第十一話 フォレンツ王国のいちばん長い日 落日

アウス暦1884.5.17 19:40

アウスフィルド軍前線指揮所

アウスフィルド軍が近衛騎士団からフォリ警保局を日没後強襲、奪還。

制圧したフォリ警保局を、警保局局員との協同の元で開かれた、便宜上の協同指揮所である。

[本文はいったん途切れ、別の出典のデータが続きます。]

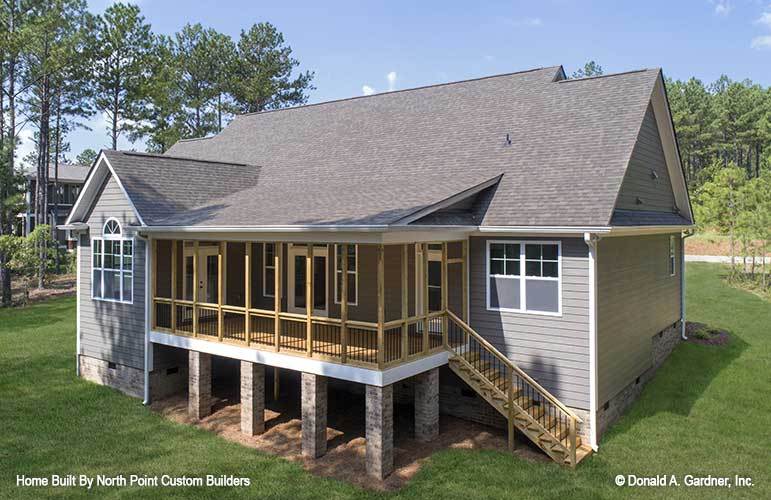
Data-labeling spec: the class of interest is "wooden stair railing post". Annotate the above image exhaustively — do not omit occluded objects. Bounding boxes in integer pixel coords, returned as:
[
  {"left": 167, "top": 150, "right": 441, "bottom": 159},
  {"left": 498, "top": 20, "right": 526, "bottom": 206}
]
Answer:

「報告、リュクサンブール宮殿オヨビ、官庁街ノ制圧、完了シタトノ事デス」

「解った。こちらに戻るよう連絡してくれ」

「ハッ」

不死兵からの報告を受け次の報告を待っていると、指揮所に知った声が聞こえてきた。

「状況は好調なようですな、司令官殿」

「鎌之助か、アニルの様子は?それと国王陛下はなんと?」

「アニルカードの方は問題有りません。国王陛下の方も、協同鎮圧も事ここに至っては致し方無い、との事です」

「…そうか」

「それと、国王陛下からの情報ですが、敵の規模は団員は8000人で、2000、3000、3000の2歩兵連隊に1騎兵連隊の編成。そして、アニルからの報告では団長を拘束し副官を殺害、これにより副団長兼第1歩兵連隊長だったリオン殿も亡き今、実質的なトップは第2歩兵連隊長のメル・ド・レノー。そしてこれを第3騎兵連隊長のゲオルグ・ド・ダラディエが支持し、行動を共にしているそうです」

「死傷者は?」

「ここ警保局はもちろん、リュクサンブール宮殿、官庁街、参謀本部の反乱軍は降下猟兵と地上軍で強襲、追撃し、9割の損害。7237人の死亡を確認しました。」

「……確かか?負傷者は?」

「数えたので確かです。後、負傷者はいません」

「……そうか。弾薬の補給及び、近隣の駐屯軍がつき次第、近衛騎士団本部の追撃に移る。ところで、秀はどこに?宿営地でも見かけ無かったが…」

「反乱が起きたと聞いた時、すぐに出撃したよ」

「何だと!?傷も癒えていないのに、いったいどこに!?」

「そりゃ、もちろん。あそこしかないでしょう、司令官殿」

「まさか!?」





19:30

近衛騎士団本部

「くそっ!!何でアウスの奴らが首都に!?」

「まさかアウスの連中と手を組んだのか!?あいつら正気かよ!?」

突然の襲撃を受け、壊滅に近い被害を出しながらも何とか撤退してきた者達の声が、本部に溢れかえっていた。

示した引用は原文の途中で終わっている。